Google Reduces Nexus One ETF, But Not EnoughGoogle Reduces Nexus One ETF, But Not Enough
Google recently lowered the "equipment recovery fee" it is charging those who wish to break their Nexus One contracts early from $350 to $150. That's still $150 too much. Here's why.
February 9, 2010
Google recently lowered the "equipment recovery fee" it is charging those who wish to break their Nexus One contracts early from $350 to $150. That's still $150 too much. Here's why.The Google Nexus One "equipment recovery fee" caused quite an outcry when it was first discovered. All the major wireless network operators in the U.S. charge an Early Termination Fee for those customers who choose to break their contracts before the allotted time is up. The ETFs were put in place to help recover some of the cost of subsidizing handsets. They generally start at $175 (though Verizon charges $350 for some phones) and are lowered each month by $5 or $10 as customers stick with their contracts.

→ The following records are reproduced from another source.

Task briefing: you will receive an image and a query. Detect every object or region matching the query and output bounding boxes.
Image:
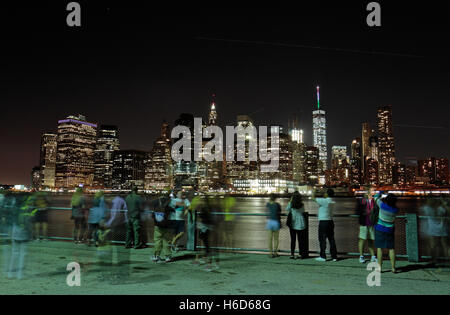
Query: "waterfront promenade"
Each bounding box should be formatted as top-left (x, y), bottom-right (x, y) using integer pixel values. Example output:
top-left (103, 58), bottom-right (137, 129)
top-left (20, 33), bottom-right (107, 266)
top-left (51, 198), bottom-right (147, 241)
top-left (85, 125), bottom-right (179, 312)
top-left (1, 241), bottom-right (449, 295)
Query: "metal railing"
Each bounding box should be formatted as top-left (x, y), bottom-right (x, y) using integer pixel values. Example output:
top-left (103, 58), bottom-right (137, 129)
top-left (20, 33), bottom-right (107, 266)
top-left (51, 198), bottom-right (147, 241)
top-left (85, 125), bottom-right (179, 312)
top-left (1, 207), bottom-right (448, 263)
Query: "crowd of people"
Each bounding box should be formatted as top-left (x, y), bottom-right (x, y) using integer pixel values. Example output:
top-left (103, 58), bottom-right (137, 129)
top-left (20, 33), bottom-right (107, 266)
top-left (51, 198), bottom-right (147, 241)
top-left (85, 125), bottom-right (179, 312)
top-left (0, 187), bottom-right (449, 279)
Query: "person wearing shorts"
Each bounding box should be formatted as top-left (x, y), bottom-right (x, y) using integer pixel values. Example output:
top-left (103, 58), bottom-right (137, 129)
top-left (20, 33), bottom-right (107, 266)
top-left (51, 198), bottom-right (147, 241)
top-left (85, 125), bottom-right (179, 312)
top-left (356, 187), bottom-right (377, 263)
top-left (266, 194), bottom-right (281, 258)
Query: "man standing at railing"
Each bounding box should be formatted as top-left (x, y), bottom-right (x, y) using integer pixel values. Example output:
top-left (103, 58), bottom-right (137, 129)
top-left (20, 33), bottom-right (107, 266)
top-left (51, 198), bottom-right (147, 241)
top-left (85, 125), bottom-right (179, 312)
top-left (125, 187), bottom-right (145, 249)
top-left (312, 188), bottom-right (338, 262)
top-left (355, 186), bottom-right (377, 263)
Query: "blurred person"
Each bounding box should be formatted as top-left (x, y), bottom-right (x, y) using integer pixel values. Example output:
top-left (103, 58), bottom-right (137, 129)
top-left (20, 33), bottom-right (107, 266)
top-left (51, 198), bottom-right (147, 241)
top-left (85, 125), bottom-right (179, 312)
top-left (374, 192), bottom-right (399, 273)
top-left (100, 193), bottom-right (130, 283)
top-left (222, 194), bottom-right (236, 251)
top-left (8, 193), bottom-right (37, 279)
top-left (169, 191), bottom-right (190, 252)
top-left (266, 194), bottom-right (282, 258)
top-left (32, 191), bottom-right (50, 241)
top-left (1, 191), bottom-right (15, 276)
top-left (71, 187), bottom-right (87, 244)
top-left (194, 196), bottom-right (219, 271)
top-left (286, 191), bottom-right (307, 259)
top-left (87, 190), bottom-right (107, 246)
top-left (150, 193), bottom-right (174, 263)
top-left (312, 189), bottom-right (338, 262)
top-left (355, 186), bottom-right (377, 263)
top-left (125, 187), bottom-right (145, 249)
top-left (421, 197), bottom-right (448, 264)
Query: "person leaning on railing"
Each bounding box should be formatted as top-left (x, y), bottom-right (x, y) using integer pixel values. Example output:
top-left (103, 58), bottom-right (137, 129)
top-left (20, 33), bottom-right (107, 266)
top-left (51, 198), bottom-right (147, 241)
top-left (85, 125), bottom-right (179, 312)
top-left (286, 191), bottom-right (307, 260)
top-left (374, 192), bottom-right (399, 273)
top-left (71, 187), bottom-right (86, 244)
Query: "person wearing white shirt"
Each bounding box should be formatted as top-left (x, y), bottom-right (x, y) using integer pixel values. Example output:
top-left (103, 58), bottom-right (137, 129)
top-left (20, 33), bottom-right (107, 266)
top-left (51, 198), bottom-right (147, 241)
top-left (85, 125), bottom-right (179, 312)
top-left (169, 191), bottom-right (191, 252)
top-left (312, 189), bottom-right (338, 262)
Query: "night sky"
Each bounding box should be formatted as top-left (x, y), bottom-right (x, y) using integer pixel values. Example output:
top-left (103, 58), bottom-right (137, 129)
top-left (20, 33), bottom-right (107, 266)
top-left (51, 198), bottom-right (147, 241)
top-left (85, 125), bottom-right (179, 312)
top-left (1, 1), bottom-right (449, 184)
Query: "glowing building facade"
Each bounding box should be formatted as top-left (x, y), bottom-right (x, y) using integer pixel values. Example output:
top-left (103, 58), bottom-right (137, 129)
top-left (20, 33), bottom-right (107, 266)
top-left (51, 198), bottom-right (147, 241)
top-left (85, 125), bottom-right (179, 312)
top-left (40, 133), bottom-right (57, 189)
top-left (145, 121), bottom-right (173, 191)
top-left (313, 86), bottom-right (327, 171)
top-left (93, 125), bottom-right (120, 189)
top-left (55, 115), bottom-right (98, 189)
top-left (377, 105), bottom-right (396, 185)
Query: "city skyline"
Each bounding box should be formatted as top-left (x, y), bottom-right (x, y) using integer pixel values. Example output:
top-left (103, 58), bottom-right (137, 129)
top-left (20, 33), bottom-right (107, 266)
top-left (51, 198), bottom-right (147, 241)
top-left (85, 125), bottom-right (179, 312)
top-left (2, 95), bottom-right (450, 186)
top-left (1, 3), bottom-right (449, 184)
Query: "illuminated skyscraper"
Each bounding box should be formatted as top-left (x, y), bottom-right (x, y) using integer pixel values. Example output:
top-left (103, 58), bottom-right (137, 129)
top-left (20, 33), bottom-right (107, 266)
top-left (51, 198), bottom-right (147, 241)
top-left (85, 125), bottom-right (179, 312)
top-left (145, 120), bottom-right (173, 191)
top-left (350, 138), bottom-right (362, 186)
top-left (305, 146), bottom-right (319, 186)
top-left (40, 133), bottom-right (57, 189)
top-left (331, 146), bottom-right (348, 169)
top-left (418, 157), bottom-right (449, 185)
top-left (312, 86), bottom-right (327, 171)
top-left (392, 162), bottom-right (406, 186)
top-left (112, 150), bottom-right (146, 190)
top-left (94, 125), bottom-right (120, 189)
top-left (288, 117), bottom-right (304, 144)
top-left (202, 96), bottom-right (223, 190)
top-left (377, 105), bottom-right (395, 185)
top-left (361, 122), bottom-right (371, 182)
top-left (227, 115), bottom-right (258, 185)
top-left (55, 115), bottom-right (98, 189)
top-left (208, 94), bottom-right (218, 126)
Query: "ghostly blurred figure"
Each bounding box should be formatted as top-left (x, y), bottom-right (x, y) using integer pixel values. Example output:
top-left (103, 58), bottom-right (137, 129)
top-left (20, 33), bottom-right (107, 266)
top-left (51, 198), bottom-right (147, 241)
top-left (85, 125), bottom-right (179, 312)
top-left (87, 191), bottom-right (107, 246)
top-left (421, 197), bottom-right (448, 264)
top-left (71, 188), bottom-right (87, 244)
top-left (1, 191), bottom-right (13, 276)
top-left (8, 193), bottom-right (37, 279)
top-left (193, 196), bottom-right (220, 271)
top-left (222, 194), bottom-right (236, 251)
top-left (32, 191), bottom-right (50, 241)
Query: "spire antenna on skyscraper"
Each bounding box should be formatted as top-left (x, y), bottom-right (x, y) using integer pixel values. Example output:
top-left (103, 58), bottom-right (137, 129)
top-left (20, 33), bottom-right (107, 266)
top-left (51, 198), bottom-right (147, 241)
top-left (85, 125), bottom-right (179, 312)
top-left (316, 85), bottom-right (320, 110)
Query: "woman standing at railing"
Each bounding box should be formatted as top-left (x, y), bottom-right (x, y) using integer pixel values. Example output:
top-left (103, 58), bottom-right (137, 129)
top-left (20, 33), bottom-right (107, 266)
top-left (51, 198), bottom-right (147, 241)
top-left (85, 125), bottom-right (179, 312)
top-left (286, 191), bottom-right (307, 259)
top-left (374, 192), bottom-right (399, 273)
top-left (266, 194), bottom-right (282, 258)
top-left (421, 197), bottom-right (448, 264)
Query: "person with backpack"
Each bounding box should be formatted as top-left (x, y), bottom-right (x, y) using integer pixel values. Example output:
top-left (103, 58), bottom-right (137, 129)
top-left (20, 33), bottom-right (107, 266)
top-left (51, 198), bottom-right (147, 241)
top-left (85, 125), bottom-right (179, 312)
top-left (355, 186), bottom-right (377, 263)
top-left (150, 193), bottom-right (174, 263)
top-left (286, 191), bottom-right (307, 259)
top-left (71, 187), bottom-right (86, 244)
top-left (374, 192), bottom-right (399, 273)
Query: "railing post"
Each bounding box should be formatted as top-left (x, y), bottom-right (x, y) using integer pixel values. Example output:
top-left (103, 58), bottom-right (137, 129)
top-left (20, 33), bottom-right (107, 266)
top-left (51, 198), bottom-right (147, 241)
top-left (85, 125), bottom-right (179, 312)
top-left (186, 210), bottom-right (196, 251)
top-left (304, 212), bottom-right (309, 258)
top-left (405, 213), bottom-right (419, 262)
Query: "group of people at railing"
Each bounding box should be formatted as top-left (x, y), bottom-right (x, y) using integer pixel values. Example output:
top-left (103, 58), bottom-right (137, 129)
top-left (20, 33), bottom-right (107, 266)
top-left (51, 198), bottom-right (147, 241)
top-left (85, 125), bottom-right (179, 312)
top-left (0, 187), bottom-right (449, 278)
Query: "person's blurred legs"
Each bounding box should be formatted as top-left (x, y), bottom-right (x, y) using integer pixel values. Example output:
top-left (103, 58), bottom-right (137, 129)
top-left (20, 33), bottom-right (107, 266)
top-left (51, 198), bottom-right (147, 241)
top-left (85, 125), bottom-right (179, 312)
top-left (368, 240), bottom-right (376, 257)
top-left (377, 248), bottom-right (383, 270)
top-left (273, 231), bottom-right (279, 256)
top-left (389, 249), bottom-right (396, 272)
top-left (268, 231), bottom-right (273, 256)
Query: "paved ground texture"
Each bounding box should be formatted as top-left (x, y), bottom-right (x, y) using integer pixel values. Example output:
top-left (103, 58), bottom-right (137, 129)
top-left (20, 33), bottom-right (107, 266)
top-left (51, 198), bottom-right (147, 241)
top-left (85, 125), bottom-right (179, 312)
top-left (1, 241), bottom-right (449, 295)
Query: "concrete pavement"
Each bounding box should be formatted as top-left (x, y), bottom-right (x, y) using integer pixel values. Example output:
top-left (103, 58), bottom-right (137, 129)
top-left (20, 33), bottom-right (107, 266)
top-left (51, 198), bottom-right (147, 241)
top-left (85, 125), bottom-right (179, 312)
top-left (1, 240), bottom-right (449, 295)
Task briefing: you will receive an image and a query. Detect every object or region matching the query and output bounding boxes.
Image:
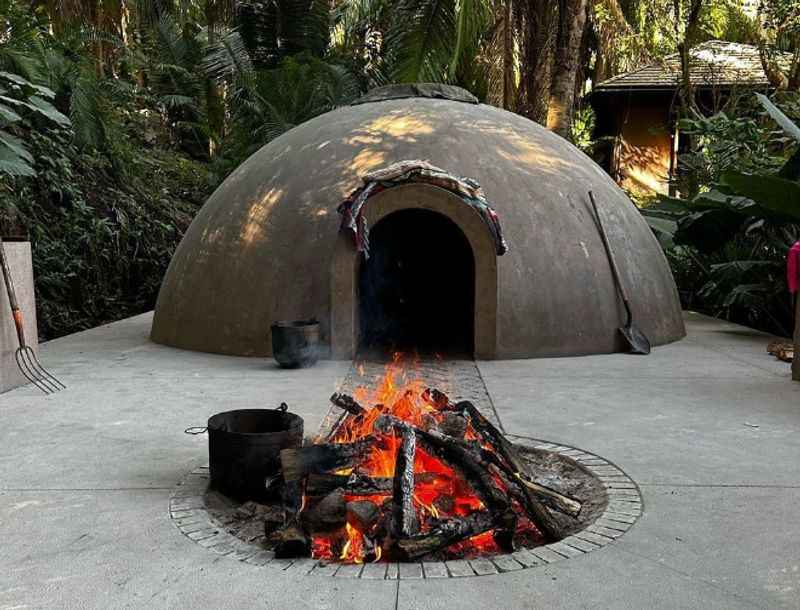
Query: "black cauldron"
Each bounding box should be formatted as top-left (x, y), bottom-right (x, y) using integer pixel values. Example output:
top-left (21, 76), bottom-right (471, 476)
top-left (271, 319), bottom-right (320, 368)
top-left (186, 404), bottom-right (303, 502)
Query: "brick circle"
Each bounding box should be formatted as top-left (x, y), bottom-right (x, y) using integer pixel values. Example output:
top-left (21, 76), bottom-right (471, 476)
top-left (169, 438), bottom-right (642, 578)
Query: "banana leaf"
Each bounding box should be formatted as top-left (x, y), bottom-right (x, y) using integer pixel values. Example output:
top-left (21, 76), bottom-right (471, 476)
top-left (720, 172), bottom-right (800, 223)
top-left (674, 208), bottom-right (744, 252)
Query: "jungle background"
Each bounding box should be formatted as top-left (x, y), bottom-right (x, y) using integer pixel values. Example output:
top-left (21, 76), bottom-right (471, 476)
top-left (1, 0), bottom-right (799, 339)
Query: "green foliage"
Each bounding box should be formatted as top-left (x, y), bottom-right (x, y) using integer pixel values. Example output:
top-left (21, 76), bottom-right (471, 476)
top-left (0, 71), bottom-right (70, 177)
top-left (675, 106), bottom-right (789, 190)
top-left (384, 0), bottom-right (491, 85)
top-left (236, 0), bottom-right (332, 67)
top-left (642, 94), bottom-right (800, 336)
top-left (206, 31), bottom-right (361, 172)
top-left (0, 1), bottom-right (212, 339)
top-left (1, 123), bottom-right (210, 338)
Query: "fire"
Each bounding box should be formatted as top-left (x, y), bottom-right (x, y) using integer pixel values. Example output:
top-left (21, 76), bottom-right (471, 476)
top-left (340, 522), bottom-right (361, 562)
top-left (308, 354), bottom-right (540, 563)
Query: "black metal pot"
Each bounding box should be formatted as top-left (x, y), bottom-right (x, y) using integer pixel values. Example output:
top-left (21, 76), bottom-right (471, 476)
top-left (186, 404), bottom-right (304, 502)
top-left (271, 319), bottom-right (320, 368)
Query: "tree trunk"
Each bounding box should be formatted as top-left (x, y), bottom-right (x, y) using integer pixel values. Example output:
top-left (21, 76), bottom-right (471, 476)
top-left (674, 0), bottom-right (703, 197)
top-left (503, 0), bottom-right (515, 109)
top-left (546, 0), bottom-right (589, 139)
top-left (205, 5), bottom-right (225, 158)
top-left (516, 0), bottom-right (558, 123)
top-left (592, 0), bottom-right (635, 84)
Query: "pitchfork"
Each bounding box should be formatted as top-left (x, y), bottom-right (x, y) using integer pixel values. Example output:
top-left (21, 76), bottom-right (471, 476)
top-left (0, 237), bottom-right (65, 394)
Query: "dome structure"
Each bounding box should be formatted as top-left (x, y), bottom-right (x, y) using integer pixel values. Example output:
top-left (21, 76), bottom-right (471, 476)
top-left (151, 87), bottom-right (685, 359)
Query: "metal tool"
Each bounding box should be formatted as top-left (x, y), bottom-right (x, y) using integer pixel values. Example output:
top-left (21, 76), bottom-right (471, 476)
top-left (0, 236), bottom-right (65, 393)
top-left (588, 191), bottom-right (651, 355)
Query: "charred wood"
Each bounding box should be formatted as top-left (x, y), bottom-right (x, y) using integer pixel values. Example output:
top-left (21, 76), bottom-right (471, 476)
top-left (477, 445), bottom-right (582, 518)
top-left (300, 488), bottom-right (347, 532)
top-left (439, 412), bottom-right (467, 439)
top-left (452, 400), bottom-right (561, 540)
top-left (279, 440), bottom-right (374, 482)
top-left (391, 424), bottom-right (418, 538)
top-left (516, 476), bottom-right (582, 517)
top-left (329, 392), bottom-right (367, 416)
top-left (306, 473), bottom-right (392, 496)
top-left (305, 472), bottom-right (451, 497)
top-left (375, 415), bottom-right (516, 552)
top-left (273, 522), bottom-right (310, 558)
top-left (346, 500), bottom-right (381, 532)
top-left (395, 511), bottom-right (496, 560)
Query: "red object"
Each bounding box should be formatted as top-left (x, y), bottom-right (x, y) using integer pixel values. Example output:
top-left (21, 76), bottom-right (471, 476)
top-left (788, 241), bottom-right (800, 294)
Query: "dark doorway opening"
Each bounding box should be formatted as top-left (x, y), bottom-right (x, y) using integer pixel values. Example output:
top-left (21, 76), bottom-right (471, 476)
top-left (359, 208), bottom-right (475, 356)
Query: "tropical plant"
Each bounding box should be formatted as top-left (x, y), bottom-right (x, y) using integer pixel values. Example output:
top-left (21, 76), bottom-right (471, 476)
top-left (641, 93), bottom-right (800, 335)
top-left (0, 70), bottom-right (71, 177)
top-left (205, 29), bottom-right (361, 171)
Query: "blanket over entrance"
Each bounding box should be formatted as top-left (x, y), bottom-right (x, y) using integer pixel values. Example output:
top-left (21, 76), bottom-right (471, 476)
top-left (337, 160), bottom-right (509, 259)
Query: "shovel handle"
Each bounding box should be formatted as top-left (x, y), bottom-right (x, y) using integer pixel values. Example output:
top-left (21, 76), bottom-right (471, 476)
top-left (0, 236), bottom-right (26, 347)
top-left (588, 191), bottom-right (633, 326)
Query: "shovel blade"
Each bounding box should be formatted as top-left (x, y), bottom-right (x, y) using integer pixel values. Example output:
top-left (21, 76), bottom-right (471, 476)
top-left (620, 324), bottom-right (651, 355)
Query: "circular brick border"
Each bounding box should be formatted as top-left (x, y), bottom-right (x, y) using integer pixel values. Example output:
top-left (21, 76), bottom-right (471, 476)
top-left (169, 438), bottom-right (642, 578)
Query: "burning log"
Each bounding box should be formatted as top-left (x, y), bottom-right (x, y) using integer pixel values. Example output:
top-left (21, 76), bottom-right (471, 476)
top-left (306, 472), bottom-right (451, 497)
top-left (395, 511), bottom-right (497, 560)
top-left (273, 522), bottom-right (310, 558)
top-left (474, 444), bottom-right (583, 517)
top-left (306, 473), bottom-right (393, 496)
top-left (439, 412), bottom-right (468, 439)
top-left (329, 392), bottom-right (367, 416)
top-left (301, 488), bottom-right (347, 532)
top-left (376, 415), bottom-right (517, 552)
top-left (347, 500), bottom-right (380, 532)
top-left (325, 393), bottom-right (369, 441)
top-left (417, 427), bottom-right (510, 517)
top-left (391, 423), bottom-right (418, 538)
top-left (279, 440), bottom-right (374, 481)
top-left (273, 471), bottom-right (310, 558)
top-left (421, 388), bottom-right (450, 410)
top-left (276, 442), bottom-right (374, 559)
top-left (422, 391), bottom-right (563, 540)
top-left (516, 477), bottom-right (582, 517)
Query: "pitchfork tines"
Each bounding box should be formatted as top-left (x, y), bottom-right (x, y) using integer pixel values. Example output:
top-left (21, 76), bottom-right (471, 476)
top-left (14, 339), bottom-right (65, 394)
top-left (1, 237), bottom-right (65, 394)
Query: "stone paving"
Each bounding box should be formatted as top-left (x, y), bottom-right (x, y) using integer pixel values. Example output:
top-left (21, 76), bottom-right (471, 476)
top-left (0, 311), bottom-right (798, 609)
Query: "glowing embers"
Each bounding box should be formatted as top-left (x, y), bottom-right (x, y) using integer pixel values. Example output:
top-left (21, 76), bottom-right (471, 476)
top-left (274, 355), bottom-right (572, 564)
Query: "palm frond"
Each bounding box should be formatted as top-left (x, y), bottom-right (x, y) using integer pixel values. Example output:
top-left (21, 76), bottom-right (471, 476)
top-left (203, 29), bottom-right (254, 83)
top-left (280, 0), bottom-right (332, 57)
top-left (386, 0), bottom-right (457, 83)
top-left (449, 0), bottom-right (491, 78)
top-left (159, 94), bottom-right (197, 109)
top-left (69, 70), bottom-right (107, 149)
top-left (154, 14), bottom-right (188, 67)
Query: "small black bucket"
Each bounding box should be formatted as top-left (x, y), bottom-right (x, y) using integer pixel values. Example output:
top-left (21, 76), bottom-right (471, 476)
top-left (271, 319), bottom-right (320, 368)
top-left (186, 404), bottom-right (304, 502)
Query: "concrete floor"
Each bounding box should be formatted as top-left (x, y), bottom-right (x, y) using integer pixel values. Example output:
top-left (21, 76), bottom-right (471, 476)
top-left (0, 312), bottom-right (798, 609)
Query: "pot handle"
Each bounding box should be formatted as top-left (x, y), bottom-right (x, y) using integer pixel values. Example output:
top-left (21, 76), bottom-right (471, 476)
top-left (184, 426), bottom-right (208, 435)
top-left (276, 402), bottom-right (289, 412)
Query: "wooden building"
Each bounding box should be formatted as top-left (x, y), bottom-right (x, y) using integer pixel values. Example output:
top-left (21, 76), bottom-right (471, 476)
top-left (592, 41), bottom-right (776, 196)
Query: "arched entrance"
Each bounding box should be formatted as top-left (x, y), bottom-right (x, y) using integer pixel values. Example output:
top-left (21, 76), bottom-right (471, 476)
top-left (358, 209), bottom-right (475, 355)
top-left (330, 183), bottom-right (498, 360)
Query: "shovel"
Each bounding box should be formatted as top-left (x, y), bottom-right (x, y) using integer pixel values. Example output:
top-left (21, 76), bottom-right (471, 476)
top-left (588, 191), bottom-right (651, 355)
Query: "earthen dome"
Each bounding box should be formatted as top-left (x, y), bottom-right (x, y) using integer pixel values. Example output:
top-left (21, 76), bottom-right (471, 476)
top-left (151, 89), bottom-right (685, 359)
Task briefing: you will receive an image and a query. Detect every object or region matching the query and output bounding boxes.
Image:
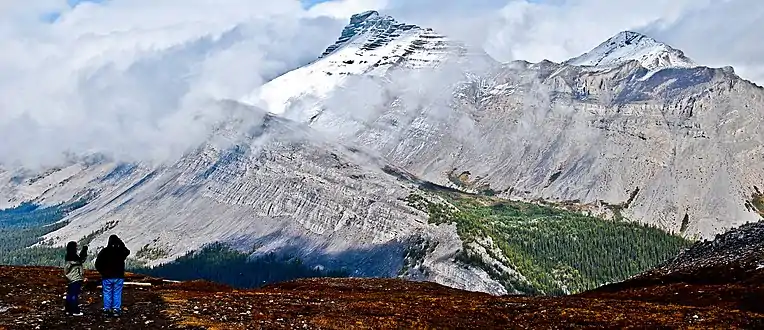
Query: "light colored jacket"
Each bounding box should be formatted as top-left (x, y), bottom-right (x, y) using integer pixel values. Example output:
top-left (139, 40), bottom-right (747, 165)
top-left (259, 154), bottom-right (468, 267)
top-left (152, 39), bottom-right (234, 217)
top-left (64, 260), bottom-right (84, 283)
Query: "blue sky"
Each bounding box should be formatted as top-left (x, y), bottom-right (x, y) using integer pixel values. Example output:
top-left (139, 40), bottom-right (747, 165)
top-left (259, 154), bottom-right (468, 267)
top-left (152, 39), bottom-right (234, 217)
top-left (43, 0), bottom-right (104, 21)
top-left (68, 0), bottom-right (104, 7)
top-left (48, 0), bottom-right (334, 23)
top-left (69, 0), bottom-right (333, 8)
top-left (65, 0), bottom-right (329, 9)
top-left (52, 0), bottom-right (337, 21)
top-left (302, 0), bottom-right (333, 6)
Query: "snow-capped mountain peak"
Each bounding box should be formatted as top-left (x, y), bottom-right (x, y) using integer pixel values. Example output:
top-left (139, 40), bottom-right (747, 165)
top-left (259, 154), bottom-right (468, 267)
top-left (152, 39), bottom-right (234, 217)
top-left (315, 10), bottom-right (449, 69)
top-left (243, 11), bottom-right (466, 118)
top-left (565, 31), bottom-right (696, 71)
top-left (319, 10), bottom-right (410, 58)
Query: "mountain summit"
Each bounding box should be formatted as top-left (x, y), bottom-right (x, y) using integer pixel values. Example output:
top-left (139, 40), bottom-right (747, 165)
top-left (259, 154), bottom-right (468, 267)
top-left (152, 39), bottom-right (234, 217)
top-left (319, 10), bottom-right (415, 58)
top-left (566, 31), bottom-right (696, 71)
top-left (317, 10), bottom-right (459, 67)
top-left (245, 10), bottom-right (475, 119)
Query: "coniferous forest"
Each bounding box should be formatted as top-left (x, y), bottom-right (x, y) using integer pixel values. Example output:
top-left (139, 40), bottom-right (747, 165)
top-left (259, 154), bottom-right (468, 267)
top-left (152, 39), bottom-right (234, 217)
top-left (405, 191), bottom-right (692, 295)
top-left (0, 202), bottom-right (84, 266)
top-left (134, 243), bottom-right (350, 288)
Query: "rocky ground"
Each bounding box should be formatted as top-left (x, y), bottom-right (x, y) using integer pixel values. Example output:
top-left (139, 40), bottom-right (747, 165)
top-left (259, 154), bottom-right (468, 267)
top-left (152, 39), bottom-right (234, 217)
top-left (0, 264), bottom-right (762, 329)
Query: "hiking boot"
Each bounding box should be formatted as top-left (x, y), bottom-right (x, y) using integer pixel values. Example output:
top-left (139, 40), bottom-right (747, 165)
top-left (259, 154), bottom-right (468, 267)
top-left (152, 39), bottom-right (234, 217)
top-left (112, 309), bottom-right (122, 317)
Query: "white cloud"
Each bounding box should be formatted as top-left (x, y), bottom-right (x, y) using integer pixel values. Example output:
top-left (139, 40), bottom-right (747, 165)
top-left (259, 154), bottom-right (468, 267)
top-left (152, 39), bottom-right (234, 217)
top-left (0, 0), bottom-right (346, 167)
top-left (482, 0), bottom-right (709, 62)
top-left (307, 0), bottom-right (388, 18)
top-left (643, 0), bottom-right (764, 84)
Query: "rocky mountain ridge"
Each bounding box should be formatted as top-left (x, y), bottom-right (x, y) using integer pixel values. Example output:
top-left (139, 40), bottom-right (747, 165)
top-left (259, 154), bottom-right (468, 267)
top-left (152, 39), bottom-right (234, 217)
top-left (648, 218), bottom-right (764, 277)
top-left (252, 12), bottom-right (764, 239)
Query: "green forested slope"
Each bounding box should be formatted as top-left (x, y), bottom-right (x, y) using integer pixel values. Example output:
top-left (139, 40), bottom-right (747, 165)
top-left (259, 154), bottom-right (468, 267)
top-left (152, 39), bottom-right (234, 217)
top-left (0, 201), bottom-right (87, 266)
top-left (405, 191), bottom-right (692, 295)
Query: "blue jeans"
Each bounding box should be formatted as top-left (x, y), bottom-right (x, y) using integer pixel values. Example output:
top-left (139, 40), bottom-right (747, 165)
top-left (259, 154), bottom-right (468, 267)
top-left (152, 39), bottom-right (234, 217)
top-left (102, 278), bottom-right (124, 311)
top-left (65, 281), bottom-right (82, 314)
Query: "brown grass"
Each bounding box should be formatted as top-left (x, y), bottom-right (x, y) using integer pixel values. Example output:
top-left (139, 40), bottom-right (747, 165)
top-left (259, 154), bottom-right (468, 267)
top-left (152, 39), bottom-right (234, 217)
top-left (0, 266), bottom-right (762, 329)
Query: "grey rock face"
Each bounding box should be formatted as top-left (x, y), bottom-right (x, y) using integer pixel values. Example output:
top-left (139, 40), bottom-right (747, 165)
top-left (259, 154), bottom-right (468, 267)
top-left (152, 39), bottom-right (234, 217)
top-left (649, 219), bottom-right (764, 276)
top-left (0, 105), bottom-right (505, 294)
top-left (301, 59), bottom-right (764, 239)
top-left (320, 10), bottom-right (420, 58)
top-left (250, 16), bottom-right (763, 242)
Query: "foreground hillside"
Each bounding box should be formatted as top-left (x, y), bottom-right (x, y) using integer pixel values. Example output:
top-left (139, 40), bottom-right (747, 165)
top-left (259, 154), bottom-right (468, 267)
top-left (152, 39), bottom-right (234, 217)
top-left (0, 262), bottom-right (762, 329)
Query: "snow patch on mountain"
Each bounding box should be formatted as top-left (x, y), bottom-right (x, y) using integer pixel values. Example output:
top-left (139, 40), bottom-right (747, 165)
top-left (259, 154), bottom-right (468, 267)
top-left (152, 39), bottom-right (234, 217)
top-left (566, 31), bottom-right (696, 72)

The Google Nexus One is available at a subsidized price of $179 when people choose to sign a two-year contract with T-Mobile. Sounds typical so far. Well, if users choose to break their contract early, they'll have to pay T-Mobile the standard ETF, which is $200. Oh, and an additional $350 to Google as part of its equipment recovery fee. Wait, what?!? Yeah, $550 to break your contract for a device that cost $529. Google at first defended this extra fee as necessary for it to recoup some of the costs involved in selling the device under contract with T-Mobile. That didn't stop the Interwebs from crying foul about the one-two punch of the $200 + $350 contract-breaking fees. The Federal Communications Commission cried foul, too. In January, the FCC sent Google (and the four major wireless network operators) official queries about what on earth those ETFs are really being used for. Google (sort of) got the message. It lowered its ERF from $350 to $150. That's a nice conciliatory effort, but it doesn't go far enough. Users will still be forking over a total of $350 in extra fees if they break their contracts early. That's in addition to the $179 sale price of the device. In other words, there's no way you're skating away from a Nexus One contract without paying the full retail price of the device, because, after all, $350 + $179 = $529. Users do have a brief window during which they can examine and use the Nexus One with T-Mobile service, but if they choose to escape their contract for whatever reason, they're going to cough up some green. It will be interesting to see if the FCC thinks Google's move goes far enough? I posit that it doesn't. Google should drop its ERF entirely, as users are already paying enough out of pocket for the Nexus One.